[173] Detecting and Preventing Hallucinations in Large Vision Language Models

TL;DR

I read this because.. : VLM + RLHF
task : LVLM
problem : hallucination
idea : get human annotation at segment level to measure hallucination + learn like rejection sampling / DPO
input/output : {image, question} -> class(accurate, inaccurate, analysis)
architecture : InstructBLIP
objective : CE loss or proposed FDPO loss
baseline : InstructBLIP, LLaVA, mPLUG-OWL
data : (proposed) 16K image-prompt-response
evaluation : RM Score(NLL for true segments), human eval(percent of content that was truthful? Sentence-by-sentence…
result : Improved performance when training the reward model and rejection sampling. The proposed FDPO also improved performance.
contribution : Benchmarks published, pretty early work on RLHF for VLM
etc. : MHALDetect benchmarks are well done, so there are a lot of citations, but something doesn’t read well…
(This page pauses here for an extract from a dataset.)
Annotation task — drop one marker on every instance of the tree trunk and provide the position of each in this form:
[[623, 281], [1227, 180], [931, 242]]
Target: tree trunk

As shown below, the annotation

4000 images - instructBLIP response (10 human annotated) 4 classes: accurate, inaccurate, analysis, and unsure

val split 3200 of them –> this is probably the MHALDetect

Multi-Modal Reward Model Using Instruct BLIP. Learning by attaching a classifier (accurate, inaccurate, analysis) to each sentence level eos token. For a segment-level reward model, I put a classifier at the end of each segment (which just goes on and on until I look at the data and see a different label). Not sure why I did this..!
Rejection sampling I don’t have a proper explanation, but it seems like it’s sampling from the inference and then using the negative log likelihood value in the RM model at each sentence level to determine whether there is a hallucination or not. best-of-n, worst-of-n. where n is 16, 64
fine-grained direct preference optimization Unlike DPO, in this case we don’t have a pair so we just impose the loss at the segment level

RM Score doesn’t cut it…. Improved performance on Human Eval. No other hallucination benches or VLM benches were taken.